Here is another example of a quadratic extension:
Let $K=\mathbb{Q}(\sqrt{-5})$ and let $L=K(i)$, where $i^2=-1$. As it turns out, $L$ is the Hilbert Class Field of $K$, and therefore $L/K$ is everywhere unramified.
Exercise 2.42 (pages 51 and 52), in five parts, determines the ring of integers of $\mathbb{Q}[\sqrt{m},\sqrt{n}]$ for $m$ and $n$ distinct squarefree integers different from $1$. (See this question and response.) In particular, $L=\mathbb{Q}(\sqrt{5},\sqrt{-5})$ and therefore $\mathbb{O}_L$ has an integral basis $$B=\left\{1,\frac{1+\sqrt{5}}{2},\sqrt{-5},\frac{\sqrt{-5}+i}{2}\right\}.$$ Let $\alpha = \frac{\sqrt{-5}+i}{2}$. Then I claim that $\mathcal{O}_K[\alpha] = \mathcal{O}_L$. Clearly, $\mathcal{O}_K[\alpha]\subseteq \mathcal{O}_L$, so it suffices to show that $B\subseteq \mathcal{O}_K[\alpha]$.

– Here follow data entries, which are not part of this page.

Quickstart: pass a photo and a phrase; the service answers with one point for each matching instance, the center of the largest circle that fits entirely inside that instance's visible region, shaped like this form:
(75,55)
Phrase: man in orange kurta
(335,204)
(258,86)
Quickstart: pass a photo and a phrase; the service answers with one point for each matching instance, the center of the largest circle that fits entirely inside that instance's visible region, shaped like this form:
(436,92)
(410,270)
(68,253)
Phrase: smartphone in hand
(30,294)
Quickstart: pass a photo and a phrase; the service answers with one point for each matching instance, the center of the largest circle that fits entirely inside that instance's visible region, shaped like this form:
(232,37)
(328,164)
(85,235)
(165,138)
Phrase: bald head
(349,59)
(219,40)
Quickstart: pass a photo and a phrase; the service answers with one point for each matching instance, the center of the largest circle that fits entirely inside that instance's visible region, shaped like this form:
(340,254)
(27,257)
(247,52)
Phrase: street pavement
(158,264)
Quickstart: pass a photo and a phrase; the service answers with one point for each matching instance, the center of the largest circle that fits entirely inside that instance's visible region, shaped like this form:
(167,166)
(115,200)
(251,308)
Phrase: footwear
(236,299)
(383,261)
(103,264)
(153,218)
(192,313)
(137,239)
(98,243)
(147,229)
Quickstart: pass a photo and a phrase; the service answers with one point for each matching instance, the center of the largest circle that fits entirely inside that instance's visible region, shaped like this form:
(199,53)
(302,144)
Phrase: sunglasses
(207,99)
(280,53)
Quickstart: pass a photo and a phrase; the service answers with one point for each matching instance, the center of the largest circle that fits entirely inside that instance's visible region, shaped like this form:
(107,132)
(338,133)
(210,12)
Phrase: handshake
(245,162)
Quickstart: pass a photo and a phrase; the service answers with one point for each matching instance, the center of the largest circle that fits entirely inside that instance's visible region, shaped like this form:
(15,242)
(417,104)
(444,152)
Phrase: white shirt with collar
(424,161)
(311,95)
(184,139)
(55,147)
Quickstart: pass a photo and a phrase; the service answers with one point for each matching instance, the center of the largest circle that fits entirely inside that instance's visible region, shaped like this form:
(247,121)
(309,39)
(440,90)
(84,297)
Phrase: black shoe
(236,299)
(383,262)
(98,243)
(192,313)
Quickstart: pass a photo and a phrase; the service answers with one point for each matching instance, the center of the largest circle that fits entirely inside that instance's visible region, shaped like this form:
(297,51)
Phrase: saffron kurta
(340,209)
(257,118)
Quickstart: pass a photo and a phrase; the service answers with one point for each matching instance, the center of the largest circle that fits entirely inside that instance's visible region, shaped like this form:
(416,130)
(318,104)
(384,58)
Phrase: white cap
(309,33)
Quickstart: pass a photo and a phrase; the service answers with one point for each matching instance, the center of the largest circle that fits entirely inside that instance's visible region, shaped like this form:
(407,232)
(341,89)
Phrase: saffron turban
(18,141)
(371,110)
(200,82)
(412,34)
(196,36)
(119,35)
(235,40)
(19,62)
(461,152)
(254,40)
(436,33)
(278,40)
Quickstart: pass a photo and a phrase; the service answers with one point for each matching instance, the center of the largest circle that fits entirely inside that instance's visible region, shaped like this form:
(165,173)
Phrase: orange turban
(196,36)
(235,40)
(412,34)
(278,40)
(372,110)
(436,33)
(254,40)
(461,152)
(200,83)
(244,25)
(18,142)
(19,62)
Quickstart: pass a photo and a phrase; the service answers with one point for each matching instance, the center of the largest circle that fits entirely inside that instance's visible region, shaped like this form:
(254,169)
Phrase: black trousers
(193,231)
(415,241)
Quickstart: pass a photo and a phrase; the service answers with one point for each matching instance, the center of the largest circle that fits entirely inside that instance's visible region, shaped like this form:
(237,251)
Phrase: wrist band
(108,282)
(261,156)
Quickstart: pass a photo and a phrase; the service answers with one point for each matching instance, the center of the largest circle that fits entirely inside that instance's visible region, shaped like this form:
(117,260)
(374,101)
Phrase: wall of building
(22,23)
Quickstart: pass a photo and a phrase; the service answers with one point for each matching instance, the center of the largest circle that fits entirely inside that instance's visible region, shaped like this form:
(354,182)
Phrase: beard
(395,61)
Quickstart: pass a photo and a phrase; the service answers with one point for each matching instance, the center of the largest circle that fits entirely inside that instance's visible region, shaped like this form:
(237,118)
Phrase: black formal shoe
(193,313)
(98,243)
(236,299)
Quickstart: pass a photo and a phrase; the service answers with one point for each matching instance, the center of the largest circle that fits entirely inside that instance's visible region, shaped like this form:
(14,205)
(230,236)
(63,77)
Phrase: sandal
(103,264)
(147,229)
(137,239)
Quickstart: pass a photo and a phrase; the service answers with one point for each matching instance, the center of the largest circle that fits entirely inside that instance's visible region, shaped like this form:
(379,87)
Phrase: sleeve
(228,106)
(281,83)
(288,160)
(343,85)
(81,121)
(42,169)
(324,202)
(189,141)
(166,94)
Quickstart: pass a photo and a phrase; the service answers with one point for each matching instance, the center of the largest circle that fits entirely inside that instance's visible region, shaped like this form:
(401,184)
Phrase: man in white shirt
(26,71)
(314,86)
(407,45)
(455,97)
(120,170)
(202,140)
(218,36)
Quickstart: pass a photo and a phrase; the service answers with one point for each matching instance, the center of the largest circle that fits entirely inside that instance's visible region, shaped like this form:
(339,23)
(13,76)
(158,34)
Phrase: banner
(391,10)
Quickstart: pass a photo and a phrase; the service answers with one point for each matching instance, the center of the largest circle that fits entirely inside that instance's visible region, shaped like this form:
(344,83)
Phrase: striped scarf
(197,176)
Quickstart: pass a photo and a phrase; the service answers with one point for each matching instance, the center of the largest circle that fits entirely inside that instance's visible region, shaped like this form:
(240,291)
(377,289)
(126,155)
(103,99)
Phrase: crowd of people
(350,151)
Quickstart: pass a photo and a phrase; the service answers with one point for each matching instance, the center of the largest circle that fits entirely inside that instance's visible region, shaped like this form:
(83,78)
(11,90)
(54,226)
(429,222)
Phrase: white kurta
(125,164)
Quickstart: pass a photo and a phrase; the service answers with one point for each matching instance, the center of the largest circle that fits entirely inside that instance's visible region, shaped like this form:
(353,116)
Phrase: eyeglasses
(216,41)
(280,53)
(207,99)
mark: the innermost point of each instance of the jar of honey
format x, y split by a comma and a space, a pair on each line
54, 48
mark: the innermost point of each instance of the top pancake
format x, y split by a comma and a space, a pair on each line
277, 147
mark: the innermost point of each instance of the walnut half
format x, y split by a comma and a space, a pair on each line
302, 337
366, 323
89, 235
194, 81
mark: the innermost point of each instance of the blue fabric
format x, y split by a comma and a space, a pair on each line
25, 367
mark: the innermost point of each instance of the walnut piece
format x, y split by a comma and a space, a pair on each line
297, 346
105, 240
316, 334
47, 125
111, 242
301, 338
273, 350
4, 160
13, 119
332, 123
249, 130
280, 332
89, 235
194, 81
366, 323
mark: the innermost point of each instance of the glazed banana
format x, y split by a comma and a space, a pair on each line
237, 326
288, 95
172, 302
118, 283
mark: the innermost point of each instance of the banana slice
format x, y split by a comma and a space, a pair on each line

We know that $\mathcal{O}_K = \mathbb{Z}[\sqrt{-5}]$. Thus, $1,\sqrt{-5}$, and $\alpha$ belong to $\mathcal{O}_K[\alpha]$. Also, $i=2\alpha-\sqrt{-5}\in \mathcal{O}_K[\alpha]$. It remains to show that $\frac{1+\sqrt{5}}{2}\in \mathcal{O}_K[\alpha]$, but $$\frac{1+\sqrt{5}}{2} = 1+i\cdot\frac{i+\sqrt{-5}}{2}=1+i\cdot \alpha\in \mathcal{O}_K[\alpha].$$ Hence, $\mathcal{O}_K[\alpha]=\mathcal{O}_L$.